La familia de una alumna con discapacidad auditiva y motriz del 66 por ciento, del colegio concertado San Antonio María Claret, ha expresado su frustración ante la falta de respuesta de la Delegación Territorial de Desarrollo Educativo en relación con la solicitud de un intérprete para la menor en sus actividades lectivas. La petición de un nuevo concierto para una unidad de apoyo con un especialista intérprete de lengua de signos fue denegada por la Administración educativa, argumentando que no se cumplían los requisitos necesarios.
La Oficina del Defensor del Pueblo Andaluz ha intervenido en el caso, solicitando informes a la Administración educativa, que hasta el momento no han sido proporcionados.

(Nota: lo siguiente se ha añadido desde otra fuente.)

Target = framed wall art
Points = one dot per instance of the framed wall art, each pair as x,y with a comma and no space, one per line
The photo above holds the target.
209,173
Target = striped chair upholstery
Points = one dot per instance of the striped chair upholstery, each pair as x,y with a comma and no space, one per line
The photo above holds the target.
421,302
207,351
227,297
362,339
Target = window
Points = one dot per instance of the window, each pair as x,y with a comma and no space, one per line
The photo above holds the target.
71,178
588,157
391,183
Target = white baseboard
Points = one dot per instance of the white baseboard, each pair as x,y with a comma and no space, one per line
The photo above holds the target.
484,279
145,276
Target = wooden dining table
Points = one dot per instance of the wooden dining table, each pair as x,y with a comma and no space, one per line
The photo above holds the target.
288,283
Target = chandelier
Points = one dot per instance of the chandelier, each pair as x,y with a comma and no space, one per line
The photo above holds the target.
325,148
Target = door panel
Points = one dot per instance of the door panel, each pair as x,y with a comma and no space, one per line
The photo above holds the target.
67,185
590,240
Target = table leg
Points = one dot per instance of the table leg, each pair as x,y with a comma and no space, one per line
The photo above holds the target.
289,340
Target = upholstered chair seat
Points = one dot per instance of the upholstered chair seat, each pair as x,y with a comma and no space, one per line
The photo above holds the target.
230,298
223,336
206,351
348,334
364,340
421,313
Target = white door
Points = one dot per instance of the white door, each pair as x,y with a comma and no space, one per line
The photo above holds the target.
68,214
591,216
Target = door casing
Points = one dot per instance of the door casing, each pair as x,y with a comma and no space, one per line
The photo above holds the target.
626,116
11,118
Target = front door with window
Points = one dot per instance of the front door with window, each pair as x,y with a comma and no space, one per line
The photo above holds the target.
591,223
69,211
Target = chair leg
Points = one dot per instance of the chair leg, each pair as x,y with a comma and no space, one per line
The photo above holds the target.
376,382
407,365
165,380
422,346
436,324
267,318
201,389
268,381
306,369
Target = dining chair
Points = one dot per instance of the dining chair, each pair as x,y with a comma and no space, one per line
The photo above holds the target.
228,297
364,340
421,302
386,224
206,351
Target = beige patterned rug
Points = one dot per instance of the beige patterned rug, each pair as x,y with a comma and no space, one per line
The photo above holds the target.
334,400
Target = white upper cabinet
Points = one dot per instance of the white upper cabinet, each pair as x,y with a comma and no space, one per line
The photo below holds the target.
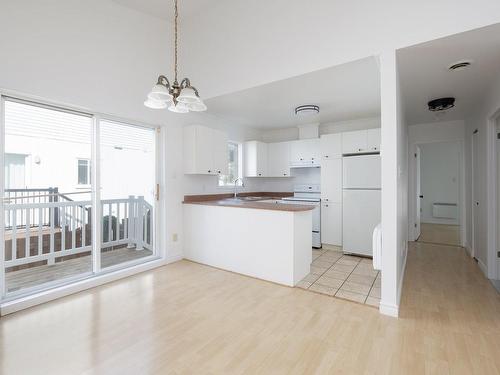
361,141
305,152
373,138
278,158
255,159
331,146
204,151
220,152
354,142
331,180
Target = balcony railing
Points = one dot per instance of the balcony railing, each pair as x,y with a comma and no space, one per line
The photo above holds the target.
41,228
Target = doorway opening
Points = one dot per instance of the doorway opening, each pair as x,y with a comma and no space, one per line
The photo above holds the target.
438,187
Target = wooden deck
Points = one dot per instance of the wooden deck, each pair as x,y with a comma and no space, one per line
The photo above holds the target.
35,276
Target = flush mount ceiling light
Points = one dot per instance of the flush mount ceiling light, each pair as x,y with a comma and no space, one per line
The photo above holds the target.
308,109
177,97
459,65
441,104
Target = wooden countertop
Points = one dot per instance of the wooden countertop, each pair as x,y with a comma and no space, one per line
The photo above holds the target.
225,201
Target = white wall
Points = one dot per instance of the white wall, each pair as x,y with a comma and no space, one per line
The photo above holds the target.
440,178
394,185
485,250
239,44
443,131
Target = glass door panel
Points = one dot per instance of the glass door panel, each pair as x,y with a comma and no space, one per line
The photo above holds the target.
128,179
47,207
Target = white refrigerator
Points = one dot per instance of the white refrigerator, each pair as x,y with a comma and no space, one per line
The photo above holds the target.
361,202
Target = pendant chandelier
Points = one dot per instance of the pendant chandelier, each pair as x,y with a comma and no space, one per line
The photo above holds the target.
179,98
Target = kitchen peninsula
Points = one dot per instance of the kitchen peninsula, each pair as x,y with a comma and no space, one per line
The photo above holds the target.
256,236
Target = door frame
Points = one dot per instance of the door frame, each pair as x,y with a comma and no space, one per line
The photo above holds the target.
160,256
493,266
462,209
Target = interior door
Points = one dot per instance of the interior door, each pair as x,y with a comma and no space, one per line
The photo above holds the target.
419,196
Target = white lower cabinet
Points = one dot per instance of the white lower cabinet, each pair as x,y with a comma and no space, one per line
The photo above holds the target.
331,223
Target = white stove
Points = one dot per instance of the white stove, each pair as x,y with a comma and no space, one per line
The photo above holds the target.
309,195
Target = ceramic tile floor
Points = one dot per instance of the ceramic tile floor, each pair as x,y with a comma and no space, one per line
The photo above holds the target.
344,276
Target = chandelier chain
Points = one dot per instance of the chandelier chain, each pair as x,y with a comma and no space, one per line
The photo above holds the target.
176,15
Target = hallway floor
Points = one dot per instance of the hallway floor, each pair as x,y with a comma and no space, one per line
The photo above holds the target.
187,318
440,234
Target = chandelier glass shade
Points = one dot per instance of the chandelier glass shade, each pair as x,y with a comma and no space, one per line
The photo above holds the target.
177,97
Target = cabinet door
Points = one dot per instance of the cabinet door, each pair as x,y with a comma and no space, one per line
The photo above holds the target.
261,159
255,159
373,139
313,150
331,223
354,142
331,146
297,152
278,156
305,151
331,180
220,152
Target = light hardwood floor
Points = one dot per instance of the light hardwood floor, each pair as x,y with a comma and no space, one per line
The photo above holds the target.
186,318
440,234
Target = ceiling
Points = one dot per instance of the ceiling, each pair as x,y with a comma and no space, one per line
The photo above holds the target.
165,9
424,74
344,92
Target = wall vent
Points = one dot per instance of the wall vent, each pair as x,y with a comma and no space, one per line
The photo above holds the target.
460,65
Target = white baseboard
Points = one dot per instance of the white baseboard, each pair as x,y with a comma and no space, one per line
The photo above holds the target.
22,303
496,284
389,309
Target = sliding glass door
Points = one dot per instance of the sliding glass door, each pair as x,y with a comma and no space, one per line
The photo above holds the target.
47,231
57,227
128,181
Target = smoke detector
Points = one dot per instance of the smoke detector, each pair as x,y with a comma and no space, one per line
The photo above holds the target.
308,109
459,65
441,104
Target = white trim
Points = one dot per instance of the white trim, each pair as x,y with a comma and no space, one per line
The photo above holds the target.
473,193
2,205
483,267
389,310
96,196
491,196
65,290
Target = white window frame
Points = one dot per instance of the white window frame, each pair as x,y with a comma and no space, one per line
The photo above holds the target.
55,290
240,166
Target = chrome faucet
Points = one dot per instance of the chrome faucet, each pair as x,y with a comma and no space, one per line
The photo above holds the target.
236,186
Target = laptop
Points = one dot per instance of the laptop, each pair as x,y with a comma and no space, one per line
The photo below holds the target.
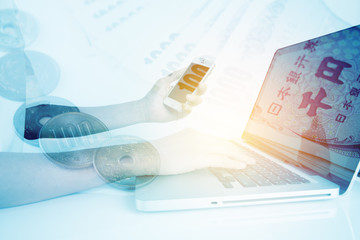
303,132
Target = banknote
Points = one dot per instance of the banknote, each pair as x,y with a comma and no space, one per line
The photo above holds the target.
27,74
17,29
312,90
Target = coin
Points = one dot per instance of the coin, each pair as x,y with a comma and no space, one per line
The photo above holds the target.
32,115
17,29
127,162
27,74
70,139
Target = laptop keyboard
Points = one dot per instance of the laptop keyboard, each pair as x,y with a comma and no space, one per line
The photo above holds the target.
263,173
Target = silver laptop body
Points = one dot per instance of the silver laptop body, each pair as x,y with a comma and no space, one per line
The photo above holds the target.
302,133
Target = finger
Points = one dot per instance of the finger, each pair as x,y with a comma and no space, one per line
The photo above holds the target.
172,77
201,89
223,162
193,100
177,74
187,108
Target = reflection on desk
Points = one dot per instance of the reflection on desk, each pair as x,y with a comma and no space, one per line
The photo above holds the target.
108,213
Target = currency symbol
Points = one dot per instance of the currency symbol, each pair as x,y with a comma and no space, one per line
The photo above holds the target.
354,92
310,45
282,93
314,103
300,60
293,77
274,109
340,118
332,73
347,104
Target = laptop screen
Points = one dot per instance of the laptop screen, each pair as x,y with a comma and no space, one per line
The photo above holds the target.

Ante esta falta de colaboración, se ha advertido a la Delegación Territorial de Desarrollo Educativo sobre las posibles consecuencias legales por no brindar la información solicitada.
La madre de la alumna ha manifestado su preocupación por la situación de su hija, quien lleva más de dos años esperando la asignación de un intérprete de lengua de signos para poder participar plenamente en el entorno educativo. A pesar de los esfuerzos realizados, la familia se siente desamparada y denuncia una clara discriminación en el acceso a una educación inclusiva y adaptada a las necesidades de la menor.